As we wait for the finale on Sunday afternoon, last night's 8-5 Blue Jays victory over the Baltimore Orioles offered up a selection of final appetizers to get us primed for the big day.

Doc On Holiday

Roy Halladay's seven innings marked the end of an up and down season for our beloved Blue Jays ace. Earlier in the year we mentioned how we at DJF often overlook the stars on the Blue Jays in favour of the overachievers. However, Halladay is one of an extremely rare breed, the overachieving star.

His outstanding consistency is taken for granted to such a large degree, that a string of sub par performances is the only evidence needed for most fans to suggest an injury.

And the thing is that the fans are probably right.

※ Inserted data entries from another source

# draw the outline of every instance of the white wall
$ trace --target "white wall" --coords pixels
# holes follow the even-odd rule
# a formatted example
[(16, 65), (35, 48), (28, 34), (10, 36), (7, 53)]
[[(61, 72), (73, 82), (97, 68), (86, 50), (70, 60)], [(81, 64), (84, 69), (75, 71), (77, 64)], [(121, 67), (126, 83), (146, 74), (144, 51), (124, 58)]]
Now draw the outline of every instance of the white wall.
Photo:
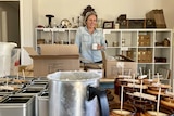
[(127, 14), (127, 18), (145, 18), (145, 14), (152, 9), (163, 9), (167, 27), (173, 27), (174, 0), (38, 0), (39, 24), (47, 25), (46, 14), (53, 14), (53, 23), (61, 20), (77, 17), (90, 4), (99, 18), (114, 20), (120, 14)]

Halladay's stiff upper lip was evidenced earlier this season when, after a pair of rough outings, it was announced that Roy Halladay was having surgery to have his appendix removed. Two weeks later, the right hander was back throwing pitches and ready to start again.

Never blaming a weakened core for his string of poor performances, Halladay shrugged off the super human recovery comparisons and went on to pitch more than 225 innings despite the appendix-related visit to the Disabled List.

As Tamp Bay Devil Rays manager Joe Maddon once said, "There is a simple elegance about him."

Bird-Dog Can Fly The Coup As Far As I'm Concerned

For perhaps the first time in history, a player was removed from a mean-nothing game in the last week of the season for his defensive lapses. Russ Adams took all of the good graces he'd managed to secure back from the Blue Jays over the last two weeks and basically shit all over them and then eat the good graces and shit with a side of broken glass, then shit out the entire mess again only this time with blood.

I know this is reactionary and he probably still has a good chance to win a utility role with the team out of Spring Training, but can we please call an end to the Russ Adams Experiment? He is the Josh Towers of nominal Major League Baseball players playing for the Toronto Blue Jays in 2007 with a single digit, above six but below nine, on the back of his jersey.

Adams committed two errors last night and looked as shaky as a sober Robert Downey Jr. in the field. It's the same old story.

Wednesday's With J.P.


Last night also marked the final chance fans had to phone in and ask J.P. Ricciardi (pictured) a question about the team on the post-game Jays Talk radio program. As much as some in the media are all bent out of shape about J.P.'s supposed arrogance, the guy takes a time out, win or lose, to answer the meandering questions of Toronto baseball fans who are basically the equivalent of Third World (pardon me, Developing World) polo fans.

I really have no idea when I ask this, so it may be a surprising back fire, but how many GMs actually do this on a regular basis?

Unfortunately, thanks to a string of dull questions with obvious answers, the most insightful thing I learned last night was that J.P. shops for his kids at FAO Schwarz.